Por outro lado, Rodrigo Bertolotto disse que foi combinado com Dexter falar sobre a onda de violência na periferia e que quase 1/3 da entrevista entrou na matéria. Ele ressaltou ainda que é raro um veículo de comunicação dar esse espaço para um personagem. (assista ao vídeo de Dexter em repúdio a matéria do UOL)
Outro sentido
Dexter ressaltou ainda que assuntos como a importância cultural do movimento Hip Hop e o projeto particular que ele desenvolve nos presídios, tratados durante a entrevista e que foram tirados na hora da edição, dariam outro sentido à matéria.
“Hoje eu volto para dentro da prisão para desenvolver um trabalho que vai na contramão de tudo aquilo que o jornalista tentou dizer que eu faço ou que eu apoio”, afirmou se referindo ao projeto “Como vai seu mundo?”, realizado dentro dos presídios através de oficinas de cultura e arte.
Combinado
De primeiro momento a entrevista seria realizada junto aos poetas Ferréz e Sérgio Vaz, e também com o rapper Thaíde, dando a entender que a pauta abordaria iniciativas de agitação cultural. De acordo com Dexter, como os três não tinham uma data para fazer a entrevista, a proposta então seria fazer com o rapper Marcão, do grupo DMN, e Cascão, do Trilha Sonora do Gueto. “Mas essa proposta eu não aceitei. A produção (do UOL) então ligou novamente, após a minha produtora dizer que eu não faria. Então o combinado foi que a entrevista seria só comigo. Foi quando eu aceitei fazer, porque o tema não era só violência”, contrapõe Dexter.
Outra visão
Desde abril do ano passado, quando ganhou liberdade permanente após passar 13 anos na prisão, Dexter visita unidades prisionais em todo o território nacional, levando aos reeducandos mensagens de perseverança, autoestima, conscientização política e social. O projeto “Como vai seu mundo?” é uma iniciativa que conta com a parceria do ex-juiz corregedor da Vara de Execuções Criminais de Guarulhos, Jayme Garcia dos Santos Júnior, e dos apoios do Coletivo Peso e do Instituto Crescer.
Surpreendidos pela matéria com o rapper Dexter, veiculada pelo Uol na última sexta-feira, dia 07/12/2012, a assessoria de imprensa do artista, juntamente com o mesmo, se vê no direito e na obrigação de manifestar seu repúdio com relação ao conteúdo da edição do material. Em primeiro lugar, gostaríamos de deixar claro que o artista não pertence e, tampouco, representa o PCC, facção que, segundo a mídia, atua dentro e fora dos presídios de São Paulo. Também reforçamos que, em momento algum, o rapper defende a violência como solução para problemas sociais ou de qualquer ordem.

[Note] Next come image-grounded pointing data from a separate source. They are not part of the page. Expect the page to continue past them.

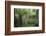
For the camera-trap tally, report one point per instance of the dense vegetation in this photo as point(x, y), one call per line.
point(26, 17)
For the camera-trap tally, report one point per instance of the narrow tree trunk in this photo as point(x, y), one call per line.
point(20, 17)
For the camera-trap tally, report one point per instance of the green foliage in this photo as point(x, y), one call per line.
point(25, 11)
point(32, 19)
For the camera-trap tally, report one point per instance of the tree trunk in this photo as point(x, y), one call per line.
point(20, 17)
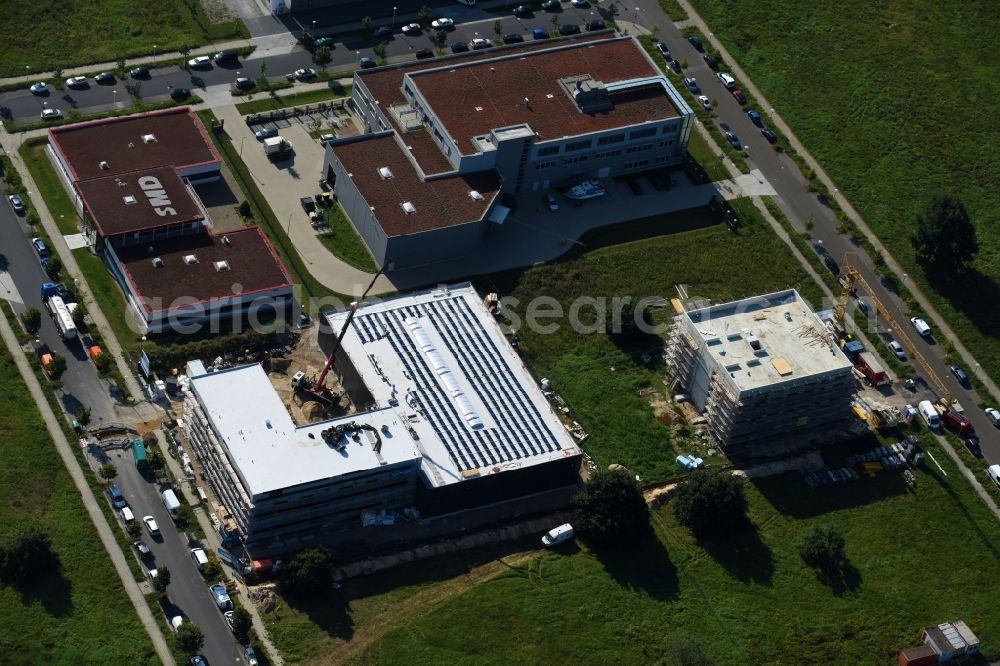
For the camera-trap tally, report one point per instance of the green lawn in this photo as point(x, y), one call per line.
point(80, 33)
point(599, 378)
point(896, 117)
point(921, 558)
point(79, 615)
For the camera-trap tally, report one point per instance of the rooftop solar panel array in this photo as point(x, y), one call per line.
point(520, 433)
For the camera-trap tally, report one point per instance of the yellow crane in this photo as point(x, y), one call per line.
point(853, 278)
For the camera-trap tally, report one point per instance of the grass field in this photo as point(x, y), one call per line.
point(81, 33)
point(920, 557)
point(600, 378)
point(889, 157)
point(79, 615)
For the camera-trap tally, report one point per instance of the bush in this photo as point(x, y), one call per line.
point(611, 508)
point(711, 503)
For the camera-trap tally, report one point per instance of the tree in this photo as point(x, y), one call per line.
point(32, 318)
point(190, 639)
point(28, 555)
point(945, 238)
point(611, 508)
point(823, 549)
point(309, 571)
point(710, 503)
point(162, 580)
point(242, 622)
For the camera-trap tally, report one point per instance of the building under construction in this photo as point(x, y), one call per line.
point(766, 373)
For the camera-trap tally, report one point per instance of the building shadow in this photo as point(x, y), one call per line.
point(642, 565)
point(743, 554)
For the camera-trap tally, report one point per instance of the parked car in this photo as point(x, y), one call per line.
point(959, 374)
point(151, 526)
point(993, 415)
point(16, 204)
point(731, 137)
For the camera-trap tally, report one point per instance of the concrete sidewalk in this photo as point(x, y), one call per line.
point(104, 530)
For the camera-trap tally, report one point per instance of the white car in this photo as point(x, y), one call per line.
point(151, 526)
point(993, 415)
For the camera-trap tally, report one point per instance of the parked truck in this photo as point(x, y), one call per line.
point(871, 368)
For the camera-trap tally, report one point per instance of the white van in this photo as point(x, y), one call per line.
point(929, 414)
point(994, 473)
point(557, 535)
point(921, 326)
point(170, 501)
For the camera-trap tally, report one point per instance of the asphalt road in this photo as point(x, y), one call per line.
point(25, 107)
point(800, 205)
point(21, 274)
point(188, 592)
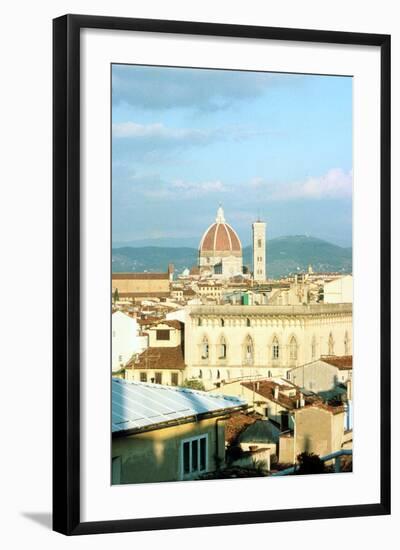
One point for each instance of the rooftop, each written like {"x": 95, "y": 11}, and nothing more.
{"x": 138, "y": 407}
{"x": 159, "y": 358}
{"x": 288, "y": 395}
{"x": 141, "y": 276}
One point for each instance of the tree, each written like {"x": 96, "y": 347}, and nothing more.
{"x": 309, "y": 463}
{"x": 193, "y": 385}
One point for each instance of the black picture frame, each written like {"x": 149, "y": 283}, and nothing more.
{"x": 66, "y": 272}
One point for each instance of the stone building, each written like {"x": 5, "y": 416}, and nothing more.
{"x": 236, "y": 342}
{"x": 142, "y": 285}
{"x": 161, "y": 433}
{"x": 220, "y": 250}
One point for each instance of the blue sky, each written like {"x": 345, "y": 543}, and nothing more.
{"x": 268, "y": 145}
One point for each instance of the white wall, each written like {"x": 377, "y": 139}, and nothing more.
{"x": 26, "y": 225}
{"x": 125, "y": 339}
{"x": 339, "y": 291}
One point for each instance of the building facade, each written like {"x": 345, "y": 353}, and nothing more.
{"x": 142, "y": 285}
{"x": 167, "y": 434}
{"x": 126, "y": 339}
{"x": 237, "y": 342}
{"x": 259, "y": 251}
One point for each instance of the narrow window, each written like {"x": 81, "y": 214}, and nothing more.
{"x": 313, "y": 347}
{"x": 194, "y": 455}
{"x": 203, "y": 453}
{"x": 293, "y": 349}
{"x": 346, "y": 344}
{"x": 186, "y": 457}
{"x": 275, "y": 348}
{"x": 116, "y": 470}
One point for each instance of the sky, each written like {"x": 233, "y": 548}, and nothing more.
{"x": 264, "y": 145}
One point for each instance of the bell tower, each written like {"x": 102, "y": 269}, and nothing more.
{"x": 259, "y": 251}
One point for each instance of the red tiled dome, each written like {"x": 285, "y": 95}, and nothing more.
{"x": 220, "y": 237}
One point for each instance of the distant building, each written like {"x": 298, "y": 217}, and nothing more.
{"x": 324, "y": 374}
{"x": 161, "y": 433}
{"x": 225, "y": 342}
{"x": 126, "y": 339}
{"x": 162, "y": 362}
{"x": 259, "y": 251}
{"x": 339, "y": 291}
{"x": 142, "y": 285}
{"x": 220, "y": 250}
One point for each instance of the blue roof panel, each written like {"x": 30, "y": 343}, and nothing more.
{"x": 139, "y": 405}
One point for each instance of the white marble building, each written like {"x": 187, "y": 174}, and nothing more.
{"x": 230, "y": 342}
{"x": 126, "y": 340}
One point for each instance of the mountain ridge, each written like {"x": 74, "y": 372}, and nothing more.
{"x": 285, "y": 255}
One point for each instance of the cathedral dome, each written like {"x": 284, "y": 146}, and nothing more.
{"x": 220, "y": 239}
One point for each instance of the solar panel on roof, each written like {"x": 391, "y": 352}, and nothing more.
{"x": 140, "y": 405}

A pauta nos foi proposta tendo como único entrevistado o Dexter. Não fomos informados que a opinião dele seria associada deliberadamente a de outras pessoas, pelo contrário, já que o artista concedeu a entrevista sem a presença de nenhum outro entrevistado. A conversa com o jornalista Rodrigo Bertolotto teve duração de cerca de uma hora e foi editada de maneira irresponsável, em vídeos de curta duração, dando ênfase apenas para trechos da fala do artista, induzindo o leitor a acreditar que o rapper faça apologia ao crime e ao PCC.

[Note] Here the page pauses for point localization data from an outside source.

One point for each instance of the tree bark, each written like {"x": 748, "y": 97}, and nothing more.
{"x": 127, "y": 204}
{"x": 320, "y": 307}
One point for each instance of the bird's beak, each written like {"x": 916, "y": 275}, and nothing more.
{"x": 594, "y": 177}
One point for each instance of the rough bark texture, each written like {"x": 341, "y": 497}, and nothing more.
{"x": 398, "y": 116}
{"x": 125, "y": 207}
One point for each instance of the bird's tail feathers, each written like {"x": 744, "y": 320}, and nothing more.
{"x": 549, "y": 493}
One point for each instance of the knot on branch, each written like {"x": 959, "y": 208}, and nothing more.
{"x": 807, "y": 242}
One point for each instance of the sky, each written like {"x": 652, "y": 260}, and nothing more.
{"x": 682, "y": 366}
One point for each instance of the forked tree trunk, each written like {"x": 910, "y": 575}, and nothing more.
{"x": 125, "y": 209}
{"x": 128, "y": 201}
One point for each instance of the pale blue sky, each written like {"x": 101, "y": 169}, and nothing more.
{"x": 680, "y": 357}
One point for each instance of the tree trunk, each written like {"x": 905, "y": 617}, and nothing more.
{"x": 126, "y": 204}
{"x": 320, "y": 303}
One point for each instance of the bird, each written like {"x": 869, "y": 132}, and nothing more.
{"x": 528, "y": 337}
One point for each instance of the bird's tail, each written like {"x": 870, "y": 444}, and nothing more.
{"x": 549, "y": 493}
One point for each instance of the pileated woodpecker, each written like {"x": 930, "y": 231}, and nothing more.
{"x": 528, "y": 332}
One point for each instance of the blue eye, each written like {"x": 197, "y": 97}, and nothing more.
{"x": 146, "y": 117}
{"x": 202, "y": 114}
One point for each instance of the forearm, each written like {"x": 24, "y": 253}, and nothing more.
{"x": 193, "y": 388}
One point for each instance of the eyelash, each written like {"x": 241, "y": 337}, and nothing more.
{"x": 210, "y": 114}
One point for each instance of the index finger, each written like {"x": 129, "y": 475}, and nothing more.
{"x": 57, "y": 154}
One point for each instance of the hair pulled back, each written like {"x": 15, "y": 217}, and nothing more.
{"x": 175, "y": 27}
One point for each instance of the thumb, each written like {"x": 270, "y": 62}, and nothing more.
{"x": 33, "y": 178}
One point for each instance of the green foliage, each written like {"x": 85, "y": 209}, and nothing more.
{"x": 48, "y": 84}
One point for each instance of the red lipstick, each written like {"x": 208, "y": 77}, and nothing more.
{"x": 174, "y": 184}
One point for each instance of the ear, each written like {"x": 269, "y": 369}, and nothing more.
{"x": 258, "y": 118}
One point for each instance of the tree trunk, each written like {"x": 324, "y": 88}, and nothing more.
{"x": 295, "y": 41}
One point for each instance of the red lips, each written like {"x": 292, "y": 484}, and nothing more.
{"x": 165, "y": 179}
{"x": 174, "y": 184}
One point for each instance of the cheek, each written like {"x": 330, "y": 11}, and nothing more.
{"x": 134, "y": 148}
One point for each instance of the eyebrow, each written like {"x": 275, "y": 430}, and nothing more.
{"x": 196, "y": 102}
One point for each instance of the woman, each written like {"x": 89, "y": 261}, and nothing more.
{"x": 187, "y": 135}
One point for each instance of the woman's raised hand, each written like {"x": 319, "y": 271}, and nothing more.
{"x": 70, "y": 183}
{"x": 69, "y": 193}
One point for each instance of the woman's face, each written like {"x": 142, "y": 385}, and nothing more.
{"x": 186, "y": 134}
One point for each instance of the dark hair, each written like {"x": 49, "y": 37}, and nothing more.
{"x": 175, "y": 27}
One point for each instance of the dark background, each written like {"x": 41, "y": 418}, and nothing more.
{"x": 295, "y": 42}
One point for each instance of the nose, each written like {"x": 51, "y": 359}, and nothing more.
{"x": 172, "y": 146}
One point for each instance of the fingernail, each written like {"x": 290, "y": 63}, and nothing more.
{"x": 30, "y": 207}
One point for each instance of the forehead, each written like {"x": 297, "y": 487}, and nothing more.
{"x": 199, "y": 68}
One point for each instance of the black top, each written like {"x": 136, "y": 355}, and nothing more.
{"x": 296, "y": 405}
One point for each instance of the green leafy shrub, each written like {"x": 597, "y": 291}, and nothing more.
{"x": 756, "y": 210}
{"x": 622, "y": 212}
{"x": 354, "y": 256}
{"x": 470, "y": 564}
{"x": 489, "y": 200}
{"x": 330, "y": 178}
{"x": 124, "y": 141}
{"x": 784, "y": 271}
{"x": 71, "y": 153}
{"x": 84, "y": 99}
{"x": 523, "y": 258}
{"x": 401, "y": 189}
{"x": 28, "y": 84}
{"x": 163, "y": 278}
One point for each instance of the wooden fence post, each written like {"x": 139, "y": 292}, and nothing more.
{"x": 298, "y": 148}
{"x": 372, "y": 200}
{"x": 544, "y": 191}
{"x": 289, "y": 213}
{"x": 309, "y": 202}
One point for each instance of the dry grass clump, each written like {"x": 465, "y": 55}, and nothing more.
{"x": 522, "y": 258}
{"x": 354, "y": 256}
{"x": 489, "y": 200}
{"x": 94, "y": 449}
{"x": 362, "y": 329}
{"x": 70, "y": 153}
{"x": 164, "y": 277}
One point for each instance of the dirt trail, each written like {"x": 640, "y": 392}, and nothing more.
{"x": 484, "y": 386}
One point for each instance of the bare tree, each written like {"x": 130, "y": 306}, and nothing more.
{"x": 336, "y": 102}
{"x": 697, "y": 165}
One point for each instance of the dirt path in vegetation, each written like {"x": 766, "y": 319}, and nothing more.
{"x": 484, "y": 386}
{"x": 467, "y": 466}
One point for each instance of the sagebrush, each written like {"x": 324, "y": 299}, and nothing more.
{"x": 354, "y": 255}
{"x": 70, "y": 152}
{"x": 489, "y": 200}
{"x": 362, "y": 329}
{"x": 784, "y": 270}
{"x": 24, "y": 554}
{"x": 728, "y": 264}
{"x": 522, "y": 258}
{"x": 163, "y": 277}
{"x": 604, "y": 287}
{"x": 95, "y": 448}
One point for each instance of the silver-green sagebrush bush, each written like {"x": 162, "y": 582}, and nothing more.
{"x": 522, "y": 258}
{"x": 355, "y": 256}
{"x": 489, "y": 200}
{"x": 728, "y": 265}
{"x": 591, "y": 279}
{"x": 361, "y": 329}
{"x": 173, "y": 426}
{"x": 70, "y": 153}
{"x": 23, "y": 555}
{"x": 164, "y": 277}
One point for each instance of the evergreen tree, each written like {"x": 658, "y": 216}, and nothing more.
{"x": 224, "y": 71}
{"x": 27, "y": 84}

Conforme conversado previamente com o jornalista e com a produtora da reportagem, o tema em questão é bastante delicado e a forma como o material foi publicado tendencia o leitor a acreditar em uma posição que não condiz com o pensamento do artista, além de colocar em risco sua credibilidade e integridade física, e de comprometer a reputação do Hip Hop, estigmatizando o movimento.
A pauta proposta era que o Dexter abordasse temas como violência, juventude, periferia, carreira artística e Hip Hop no momento atual. Entretanto, toda a parte da entrevista em que ele fala sobre sua carreira, assim como sobre o projeto “Como Vai Seu Mundo”, desenvolvido pelo rapper dentro do sistema carcerário, ficaram integralmente de fora da edição do material publicado. Estas informações são essenciais para compreender a visão do artista sobre os assuntos em questão.
Vale lembrar também que Dexter já cumpriu seu período de reclusão e, hoje, se dedica exclusivamente a difusão de sua música e de palestras que visam sempre a paz e a conscientização de que o crime não compensa. É lamentável que o passado do artista tenha sido colocado em primeiro plano, deixando de lado seu momento atual de êxito profissional e o impacto positivo de suas mensagens.